Last week, Data Robotics introduced the big brother of their five-bay Drobo FS network-attached storage device, the DroboPro FS. Like its older sibling, released earlier this year, the eight-bay DroboPro FS provides an out-of-the-box NAS (network-attached storage) aimed at the small-to-medium-sized business market. The base unit costs $1,999 without drives and is available immediately from a variety of resellers; Data Robotics will start selling the unit online within 8 weeks.
New with the DroboPro FS are dual Gigabit Ethernet ports, so that the device can provide either failover redundancy or can be configured to use one port for data access on the local network and the other port to sync backups to another DroboPro FS. This latter capability, which enables you to replicate your storage off-site, comes via the Drobo Sync application, due as a free update to the included Drobo Dashboard software at the end of October 2010.

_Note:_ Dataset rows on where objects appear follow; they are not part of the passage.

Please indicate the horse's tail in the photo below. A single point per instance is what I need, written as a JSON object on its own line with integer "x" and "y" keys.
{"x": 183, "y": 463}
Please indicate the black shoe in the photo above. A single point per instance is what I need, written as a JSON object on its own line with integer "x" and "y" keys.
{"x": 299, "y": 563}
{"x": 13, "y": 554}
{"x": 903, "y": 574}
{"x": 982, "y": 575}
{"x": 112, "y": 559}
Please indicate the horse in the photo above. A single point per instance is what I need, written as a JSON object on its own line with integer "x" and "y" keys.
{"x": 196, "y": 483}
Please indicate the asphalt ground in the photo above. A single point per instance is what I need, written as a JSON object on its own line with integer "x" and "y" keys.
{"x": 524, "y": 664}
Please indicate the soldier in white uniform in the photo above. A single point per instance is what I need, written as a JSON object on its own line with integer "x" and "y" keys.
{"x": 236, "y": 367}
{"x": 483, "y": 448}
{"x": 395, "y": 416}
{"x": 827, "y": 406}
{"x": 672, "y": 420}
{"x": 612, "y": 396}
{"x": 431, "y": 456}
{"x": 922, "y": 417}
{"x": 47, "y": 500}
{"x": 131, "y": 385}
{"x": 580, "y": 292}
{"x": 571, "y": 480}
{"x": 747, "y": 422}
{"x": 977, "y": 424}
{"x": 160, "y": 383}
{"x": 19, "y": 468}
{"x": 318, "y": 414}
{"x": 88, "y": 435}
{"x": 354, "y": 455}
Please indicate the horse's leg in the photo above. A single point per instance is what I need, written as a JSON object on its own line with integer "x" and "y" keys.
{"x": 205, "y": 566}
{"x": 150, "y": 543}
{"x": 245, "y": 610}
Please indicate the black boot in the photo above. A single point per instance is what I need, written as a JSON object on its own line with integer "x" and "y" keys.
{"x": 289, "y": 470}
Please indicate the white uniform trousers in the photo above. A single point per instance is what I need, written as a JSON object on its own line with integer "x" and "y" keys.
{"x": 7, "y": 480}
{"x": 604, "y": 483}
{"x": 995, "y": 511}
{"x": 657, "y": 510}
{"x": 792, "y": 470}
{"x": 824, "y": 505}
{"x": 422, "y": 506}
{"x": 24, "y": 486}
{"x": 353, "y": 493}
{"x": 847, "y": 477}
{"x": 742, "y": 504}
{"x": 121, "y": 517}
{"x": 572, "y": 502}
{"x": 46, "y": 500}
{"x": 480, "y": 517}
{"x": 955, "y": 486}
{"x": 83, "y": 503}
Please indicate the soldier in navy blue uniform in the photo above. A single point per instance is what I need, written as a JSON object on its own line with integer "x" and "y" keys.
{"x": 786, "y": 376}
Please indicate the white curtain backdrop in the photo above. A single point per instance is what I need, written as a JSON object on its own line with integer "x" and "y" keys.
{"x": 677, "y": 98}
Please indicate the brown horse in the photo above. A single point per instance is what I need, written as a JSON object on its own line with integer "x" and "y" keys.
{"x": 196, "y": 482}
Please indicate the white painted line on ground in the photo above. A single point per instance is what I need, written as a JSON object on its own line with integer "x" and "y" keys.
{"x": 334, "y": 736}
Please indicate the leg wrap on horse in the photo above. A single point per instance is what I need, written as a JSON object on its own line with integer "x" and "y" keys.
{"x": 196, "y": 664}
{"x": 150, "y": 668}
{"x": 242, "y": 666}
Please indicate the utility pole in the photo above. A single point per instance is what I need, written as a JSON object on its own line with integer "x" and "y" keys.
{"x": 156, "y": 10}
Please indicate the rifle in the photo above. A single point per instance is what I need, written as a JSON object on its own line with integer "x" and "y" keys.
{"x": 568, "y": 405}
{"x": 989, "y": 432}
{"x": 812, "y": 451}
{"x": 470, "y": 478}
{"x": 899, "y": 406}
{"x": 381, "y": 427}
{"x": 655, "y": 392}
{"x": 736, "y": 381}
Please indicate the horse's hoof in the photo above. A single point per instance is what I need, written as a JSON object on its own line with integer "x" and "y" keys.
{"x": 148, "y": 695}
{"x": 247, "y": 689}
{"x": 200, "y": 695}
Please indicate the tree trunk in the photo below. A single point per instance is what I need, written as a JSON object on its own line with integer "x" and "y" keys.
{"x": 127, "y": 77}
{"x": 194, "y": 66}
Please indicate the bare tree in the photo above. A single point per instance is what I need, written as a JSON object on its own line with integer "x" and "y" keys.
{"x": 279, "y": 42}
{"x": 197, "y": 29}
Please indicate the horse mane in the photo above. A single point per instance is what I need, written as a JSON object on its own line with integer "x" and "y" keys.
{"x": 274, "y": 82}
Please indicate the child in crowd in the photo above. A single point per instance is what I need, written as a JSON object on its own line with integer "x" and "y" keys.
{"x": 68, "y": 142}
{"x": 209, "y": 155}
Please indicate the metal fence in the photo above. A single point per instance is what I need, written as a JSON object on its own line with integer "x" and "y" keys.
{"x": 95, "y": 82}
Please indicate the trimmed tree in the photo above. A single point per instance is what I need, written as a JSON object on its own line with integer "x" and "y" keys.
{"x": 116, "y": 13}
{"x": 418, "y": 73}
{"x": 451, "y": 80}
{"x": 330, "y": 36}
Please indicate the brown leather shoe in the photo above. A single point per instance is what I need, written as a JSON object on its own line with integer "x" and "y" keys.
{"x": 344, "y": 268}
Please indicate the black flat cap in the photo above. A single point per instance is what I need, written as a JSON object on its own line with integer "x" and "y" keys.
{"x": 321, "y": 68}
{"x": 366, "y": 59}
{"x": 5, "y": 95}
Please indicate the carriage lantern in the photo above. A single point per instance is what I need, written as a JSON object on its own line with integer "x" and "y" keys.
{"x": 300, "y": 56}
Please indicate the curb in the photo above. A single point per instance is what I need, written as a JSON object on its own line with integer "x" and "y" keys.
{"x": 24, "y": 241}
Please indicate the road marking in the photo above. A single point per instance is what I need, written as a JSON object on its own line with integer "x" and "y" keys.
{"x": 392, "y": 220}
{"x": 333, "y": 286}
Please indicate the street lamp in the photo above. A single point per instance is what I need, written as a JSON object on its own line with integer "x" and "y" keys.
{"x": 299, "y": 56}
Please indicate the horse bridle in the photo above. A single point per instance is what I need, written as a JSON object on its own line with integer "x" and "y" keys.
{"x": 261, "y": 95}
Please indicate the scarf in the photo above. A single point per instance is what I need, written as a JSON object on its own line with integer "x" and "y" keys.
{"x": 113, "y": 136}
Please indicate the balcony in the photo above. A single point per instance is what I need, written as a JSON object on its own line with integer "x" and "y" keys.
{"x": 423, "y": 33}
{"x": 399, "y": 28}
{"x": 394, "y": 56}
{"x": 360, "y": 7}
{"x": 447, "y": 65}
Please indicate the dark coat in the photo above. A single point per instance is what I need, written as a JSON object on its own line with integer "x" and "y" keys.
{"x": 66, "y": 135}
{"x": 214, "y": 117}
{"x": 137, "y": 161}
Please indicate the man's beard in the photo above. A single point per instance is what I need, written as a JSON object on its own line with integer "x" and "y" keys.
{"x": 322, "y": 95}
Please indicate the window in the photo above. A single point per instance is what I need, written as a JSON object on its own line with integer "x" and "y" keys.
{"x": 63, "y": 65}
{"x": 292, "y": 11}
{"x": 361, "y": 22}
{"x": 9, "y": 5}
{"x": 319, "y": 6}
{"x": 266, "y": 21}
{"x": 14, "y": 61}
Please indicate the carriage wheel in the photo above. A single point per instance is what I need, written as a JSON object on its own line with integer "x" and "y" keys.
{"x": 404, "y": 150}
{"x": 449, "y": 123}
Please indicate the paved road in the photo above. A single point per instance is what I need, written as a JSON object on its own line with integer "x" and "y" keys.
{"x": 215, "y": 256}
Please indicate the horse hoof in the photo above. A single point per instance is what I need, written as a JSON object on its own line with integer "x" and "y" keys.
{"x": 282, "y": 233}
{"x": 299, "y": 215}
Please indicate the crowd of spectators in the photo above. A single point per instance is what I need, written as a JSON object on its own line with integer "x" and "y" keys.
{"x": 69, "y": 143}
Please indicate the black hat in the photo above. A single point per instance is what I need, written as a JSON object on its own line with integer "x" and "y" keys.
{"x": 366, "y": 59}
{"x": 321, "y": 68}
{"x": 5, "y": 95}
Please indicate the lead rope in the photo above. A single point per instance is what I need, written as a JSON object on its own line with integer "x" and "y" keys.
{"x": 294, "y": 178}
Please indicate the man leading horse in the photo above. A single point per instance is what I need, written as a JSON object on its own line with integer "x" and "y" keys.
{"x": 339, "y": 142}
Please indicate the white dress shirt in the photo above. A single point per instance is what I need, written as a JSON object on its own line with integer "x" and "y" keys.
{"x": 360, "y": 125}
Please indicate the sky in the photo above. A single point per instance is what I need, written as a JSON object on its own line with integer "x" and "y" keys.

The DroboPro FS also features higher potential storage capacity, upping the number of drive bays from the five available in the Drobo FS to eight. Depending on how you populate the bays and configure the device, you can have as much as 16 TB of available storage.
The device makes use of a RAID-like architecture, dubbed “BeyondRAID” by Data Robotics, that provides for either one- or two-disk data redundancy with the capability to mix and match drives of different sizes and from different manufacturers. Drives can be added or removed (for replacement with a more-capacious model or because of drive failure) on the fly without data loss.
As with the entire line of Drobo products, the DroboPro FS is designed to be platform-agnostic, so that Mac, Windows, Unix, and Linux users can all take advantage of the device’s storage. Mac users will be pleased to find that the DroboPro FS is easily configured as a Time Machine storage location.
The DroboPro FS is the second NAS available from Data Robotics, joining several direct-attached storage devices and the high-end DroboElite storage area network device in the company’s Drobo product line.
Drobo series of NAS is eye candy in the world of NAS and offers obvious attraction to us Mac users. However, I've recently thoroughly considered all the issues for my first NAS purchase and installation and decided against Drobo. The reason was simple, obsolescence risk. Drobo NAS units are managed through a proprietary application and after 20+ years in the Mac world, I am weary of any of these proprietary softwares that may become obsolete with the next OS update. Instead I went with another brand (QNAP) which has a standard browser based administration interface, one that similarly offers TimeMachine and iTunes music server compatibility. I may be proven wrong in the long run but certainly have no regrets at this stage with my chosen unit up and running.
Not clear how this new product resolves the more fundamental problems drobos have - i.e. they're much harder to configure than advertised, much slower than similar storage devices, and don't allow data recovery if things go wrong due to their proprietary approach.
Can someone tell me what kind of tranfer rate Drobo FS can provide to a mac using AFP over Gb ethernet in real world use?
I'd like to be able to use my Gb LAN from my 2010 iMac but I find the speeds are abysmal no matter what I do, typically only 20-25MB/s, just over twice as fast as 100b/T ethernet provides me.
FW800 is my preferred solution (65-80+MB/s) unless I can get at least 50MB/s via ethernet.